Specializations in Business Analysis
Recently, we looked at what it means and takes to undertake a career in business analysis. In this article we will look at three different specializations within the field and opportunities for career development for senior practitioners as well as the relevant techniques and methodologies which they need to have understanding of.
Agile Analyst
Essential skills: profound understanding of the agile methodology, product road map, user stories.
The traditional business analysis is being challenged by the demands of the agile projects and namely high adaptability, response to change and faster time-to-market. As a result, agile business analysis is becoming a topic of an increasing interest which represents the same job mission – ensuring that the solution achieves the desired business and delivers maximum value to the stakeholders but the way to get there is different. Requirements are gathered and refined through an iterative process and in close collaboration with the relevant stakeholders. The agile business analyst needs to make the right information available to the development team at the right time.
For more information see: Agile Business Analysis Training.
Process Analyst
Essential skills: process improvement (e.g. Lean Six Sigma), modeling with BPMN, UML.
Broadly speaking, the goal of the process analyst is to support the organization and its ability to change by analyzing, designing and improving business processes. Process analysts use various techniques and notations to analyze processes, document them and facilitate stakeholders to decide on new business process designs. Some of the most common methods are BPMN (Business Process Model & Notation) and UML (Unified Modeling Language). BPMN introduces graphical notations which facilitate the understanding of internal business procedures to both technical and business users in business process diagrams. UML is a general-purpose modelling language which visualizes the design of a system, the flow of a process or describe activities.
For more information see: Business Process Modelling with BPMN; UML Introduction; Lean Six Sigma.
Enterprise Architect
Essential skills: SOA, BPMN, TOGAF, Agile and Waterfall methodologies.

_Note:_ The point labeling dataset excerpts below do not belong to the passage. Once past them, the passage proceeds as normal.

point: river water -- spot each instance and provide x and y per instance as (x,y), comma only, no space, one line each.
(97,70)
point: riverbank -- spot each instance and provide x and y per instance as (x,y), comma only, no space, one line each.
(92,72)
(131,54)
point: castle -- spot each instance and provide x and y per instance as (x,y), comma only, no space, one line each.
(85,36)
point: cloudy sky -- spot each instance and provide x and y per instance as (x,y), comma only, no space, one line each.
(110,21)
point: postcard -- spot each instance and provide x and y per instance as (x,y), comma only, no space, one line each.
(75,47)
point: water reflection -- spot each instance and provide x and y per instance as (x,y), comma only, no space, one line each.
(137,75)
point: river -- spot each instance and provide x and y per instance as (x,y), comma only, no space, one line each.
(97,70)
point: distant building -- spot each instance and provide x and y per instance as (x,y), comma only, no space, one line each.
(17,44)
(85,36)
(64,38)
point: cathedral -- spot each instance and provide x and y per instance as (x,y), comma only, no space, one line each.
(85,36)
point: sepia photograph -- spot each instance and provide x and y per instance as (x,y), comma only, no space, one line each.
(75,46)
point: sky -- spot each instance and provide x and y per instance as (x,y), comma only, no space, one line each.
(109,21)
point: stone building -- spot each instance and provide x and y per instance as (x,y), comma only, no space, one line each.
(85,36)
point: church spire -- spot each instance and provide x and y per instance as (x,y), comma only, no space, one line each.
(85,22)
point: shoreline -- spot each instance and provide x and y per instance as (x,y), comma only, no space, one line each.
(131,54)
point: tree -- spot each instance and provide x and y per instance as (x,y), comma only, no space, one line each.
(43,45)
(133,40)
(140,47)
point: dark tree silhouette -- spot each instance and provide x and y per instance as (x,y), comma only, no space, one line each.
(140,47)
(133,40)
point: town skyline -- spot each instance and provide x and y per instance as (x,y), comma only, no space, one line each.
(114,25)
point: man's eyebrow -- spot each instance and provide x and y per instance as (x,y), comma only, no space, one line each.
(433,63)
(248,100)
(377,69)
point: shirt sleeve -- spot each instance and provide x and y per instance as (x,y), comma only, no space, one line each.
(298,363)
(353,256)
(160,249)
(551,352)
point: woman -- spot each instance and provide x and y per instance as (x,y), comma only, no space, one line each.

The enterprise architect is a senior-level specialization within business analysis whose goal is to ensure the alignment of the IT infrastructure and the organizational strategy and its ability to change. Two fundamental high-level design approaches are SOA (Service Oriented Architecture) and TOGAF (The Open Group Architecture Framework). SOA is an approach of creating enterprise architecture that is based on the use of services. So, business processes and information are viewed within a service-oriented context and the design of the software solutions follows the service orientation concepts. TOGAF is a framework of governance of technology implementation whose goal is to ensure that software projects deliver the desired business goals and that their results reoccur.